On Tuesday, with less than two weeks remaining until this year's Breeders' Cup takes place at Churchill Downs, the daughter of Medaglia d'Oro stepped off a van at Indian Creek Farm to begin her second career as a broodmare with a date to top international sire War Front on the horizon.
"She really owes us nothing," owner Bob Edwards said of the decision to retire the multiple Grade 1-winner. "She's been a phenomenal filly for us and she's done nothing wrong. At this point she's worth more as a broodmare than she probably could produce running, and we didn't want to risk her getting hurt. (Trainer) Chad Brown has done an excellent job managing her career. She'll always be a special horse for our family."
A $450,000 purchase by agent Mike Ryan from Taylor Made Sales Agency's consignment to the 2015 Keeneland September Yearling Sale, New Money Honey was bred by WinStar Farm out of the Distorted Humor mare Weekend Whim. She broke her maiden at second asking in the Miss Grillo Stakes at Belmont Park and went straight to the Breeders' Cup for her third start, where she won the Juvenile Fillies Turf by a half-length with an exciting three-wide rally at Santa Anita Park.
"It was our first year of racing, going to the Breeders' Cup, and I didn't really even understand what it was," Edwards recalled. "And then our horse wins and I remember standing there and they said, 'Someone wants to take a picture, hold the trophy up.' So I did, and they said, 'No, turn around,' and there was the whole row of photographers lined up on the track and I was blown away by it."
New Money Honey was put away for the remainder of 2016 and after shaking off the dust with a sixth in the 2017 Appalachian Stakes at Keeneland, she won her second start of her three-year-old season, Belmont's Wonder Again Stakes. In her next effort she took the Grade 1 Belmont Oaks Invitational.
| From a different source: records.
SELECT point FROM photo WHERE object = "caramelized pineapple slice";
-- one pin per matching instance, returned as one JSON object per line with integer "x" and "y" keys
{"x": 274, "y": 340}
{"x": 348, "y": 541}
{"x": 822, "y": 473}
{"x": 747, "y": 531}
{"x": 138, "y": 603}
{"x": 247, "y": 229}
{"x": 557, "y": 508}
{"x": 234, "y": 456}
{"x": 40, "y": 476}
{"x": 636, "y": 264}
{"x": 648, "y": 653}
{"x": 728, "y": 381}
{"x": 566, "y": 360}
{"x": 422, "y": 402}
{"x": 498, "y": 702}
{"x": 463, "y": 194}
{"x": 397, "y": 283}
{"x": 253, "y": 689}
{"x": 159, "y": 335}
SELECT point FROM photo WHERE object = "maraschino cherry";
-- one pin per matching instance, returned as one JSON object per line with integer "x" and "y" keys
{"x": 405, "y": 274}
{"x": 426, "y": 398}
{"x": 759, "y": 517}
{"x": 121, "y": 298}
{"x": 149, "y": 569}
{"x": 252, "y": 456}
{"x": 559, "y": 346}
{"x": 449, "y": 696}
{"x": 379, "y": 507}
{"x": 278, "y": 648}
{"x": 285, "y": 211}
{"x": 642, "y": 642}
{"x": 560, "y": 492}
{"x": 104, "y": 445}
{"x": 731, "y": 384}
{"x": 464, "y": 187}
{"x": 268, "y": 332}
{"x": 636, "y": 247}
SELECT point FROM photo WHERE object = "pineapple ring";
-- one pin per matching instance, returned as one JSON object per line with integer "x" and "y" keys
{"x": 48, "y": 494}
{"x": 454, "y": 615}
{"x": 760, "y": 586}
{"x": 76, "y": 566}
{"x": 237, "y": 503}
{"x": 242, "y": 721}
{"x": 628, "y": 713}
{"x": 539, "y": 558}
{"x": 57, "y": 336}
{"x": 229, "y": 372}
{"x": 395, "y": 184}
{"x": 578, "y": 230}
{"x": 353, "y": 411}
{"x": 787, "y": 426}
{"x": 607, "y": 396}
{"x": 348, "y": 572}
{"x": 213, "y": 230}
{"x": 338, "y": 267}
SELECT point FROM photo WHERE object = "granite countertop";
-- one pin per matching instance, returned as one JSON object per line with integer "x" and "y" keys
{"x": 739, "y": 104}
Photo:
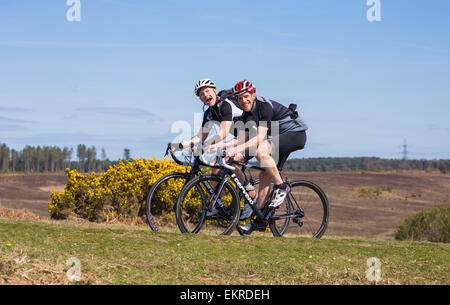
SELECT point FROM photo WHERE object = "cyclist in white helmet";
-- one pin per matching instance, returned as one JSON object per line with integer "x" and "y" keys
{"x": 224, "y": 109}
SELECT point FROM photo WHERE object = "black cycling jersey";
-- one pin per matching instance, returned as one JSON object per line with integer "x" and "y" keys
{"x": 268, "y": 111}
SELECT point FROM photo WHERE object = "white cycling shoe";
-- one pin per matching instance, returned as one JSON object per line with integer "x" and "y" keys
{"x": 280, "y": 195}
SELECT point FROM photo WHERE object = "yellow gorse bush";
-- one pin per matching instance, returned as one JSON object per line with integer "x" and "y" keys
{"x": 119, "y": 193}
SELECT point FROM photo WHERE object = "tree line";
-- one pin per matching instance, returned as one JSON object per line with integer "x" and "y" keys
{"x": 55, "y": 159}
{"x": 364, "y": 164}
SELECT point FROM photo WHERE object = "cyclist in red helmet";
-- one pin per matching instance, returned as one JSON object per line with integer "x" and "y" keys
{"x": 263, "y": 114}
{"x": 223, "y": 109}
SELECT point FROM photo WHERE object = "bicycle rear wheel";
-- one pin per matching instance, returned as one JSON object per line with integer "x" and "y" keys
{"x": 191, "y": 208}
{"x": 162, "y": 198}
{"x": 309, "y": 204}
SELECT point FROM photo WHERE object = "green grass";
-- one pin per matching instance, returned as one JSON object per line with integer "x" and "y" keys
{"x": 36, "y": 252}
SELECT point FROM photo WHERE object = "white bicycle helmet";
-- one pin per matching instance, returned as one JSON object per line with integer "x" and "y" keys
{"x": 206, "y": 82}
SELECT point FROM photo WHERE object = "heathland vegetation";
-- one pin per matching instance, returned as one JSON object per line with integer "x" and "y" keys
{"x": 87, "y": 159}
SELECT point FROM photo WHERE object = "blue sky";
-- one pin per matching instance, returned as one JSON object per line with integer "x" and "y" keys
{"x": 125, "y": 73}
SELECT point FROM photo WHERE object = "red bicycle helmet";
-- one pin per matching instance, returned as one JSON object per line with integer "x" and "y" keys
{"x": 243, "y": 87}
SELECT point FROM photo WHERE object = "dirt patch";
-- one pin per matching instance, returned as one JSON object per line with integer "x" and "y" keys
{"x": 362, "y": 204}
{"x": 29, "y": 191}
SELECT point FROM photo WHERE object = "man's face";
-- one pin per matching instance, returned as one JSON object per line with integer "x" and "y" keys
{"x": 208, "y": 96}
{"x": 246, "y": 101}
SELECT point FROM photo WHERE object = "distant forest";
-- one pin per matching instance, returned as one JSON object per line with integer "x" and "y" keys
{"x": 364, "y": 164}
{"x": 44, "y": 159}
{"x": 55, "y": 159}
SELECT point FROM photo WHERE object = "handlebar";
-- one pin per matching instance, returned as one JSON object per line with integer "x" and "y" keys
{"x": 169, "y": 150}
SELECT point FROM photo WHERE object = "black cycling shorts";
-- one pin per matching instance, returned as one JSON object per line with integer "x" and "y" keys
{"x": 285, "y": 143}
{"x": 282, "y": 146}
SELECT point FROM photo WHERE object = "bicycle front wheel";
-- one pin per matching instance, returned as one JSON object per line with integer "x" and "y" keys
{"x": 308, "y": 211}
{"x": 194, "y": 212}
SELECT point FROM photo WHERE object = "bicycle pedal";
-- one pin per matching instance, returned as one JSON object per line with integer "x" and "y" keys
{"x": 297, "y": 221}
{"x": 299, "y": 212}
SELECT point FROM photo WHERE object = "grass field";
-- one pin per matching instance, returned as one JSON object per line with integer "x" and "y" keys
{"x": 36, "y": 252}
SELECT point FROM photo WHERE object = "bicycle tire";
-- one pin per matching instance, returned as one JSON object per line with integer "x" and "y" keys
{"x": 186, "y": 212}
{"x": 318, "y": 208}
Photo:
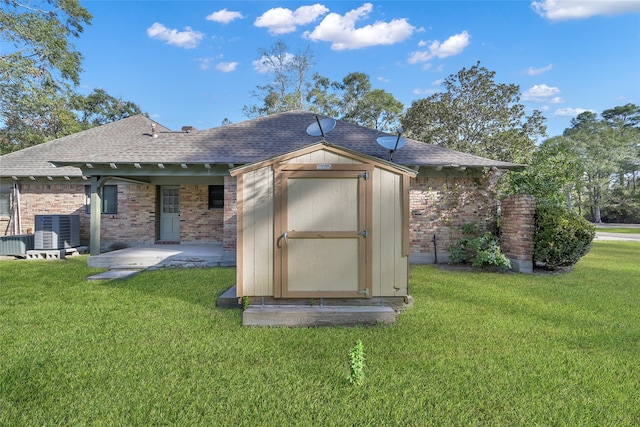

"We were walking her into the winner's circle after the Wonder Again and she stepped on my wife's foot," Edwards recalled. "It was purple for weeks. She wanted to get rid of the shoes - you could see the hoofprint on them - but I told her to keep them for good luck, and New Money Honey ended up winning the Belmont Oaks after that."
New Money Honey even ran on dirt, with a fifth in the Alabama Stakes at Saratoga, before she returned to the turf with a sixth in Keeneland's Queen Elizabeth II Challenge Cup. She placed fourth in the American Oaks to wrap up her sophomore season, and returned this year with a June 21 allowance win at Belmont. She was sixth in the July 21 Diana Stakes, but ran second in the last month's Canadian Stakes at Woodbineand closed her career at Belmont with a runner-up finish in the Athenia Stakes. She retires with earnings of $1,516,857 and five wins and three seconds from 13 starts.
"We made the decision last year to get her to War Front, so it should be a really nice first baby," Edwards said. "We believe she can be a foundation mare for us."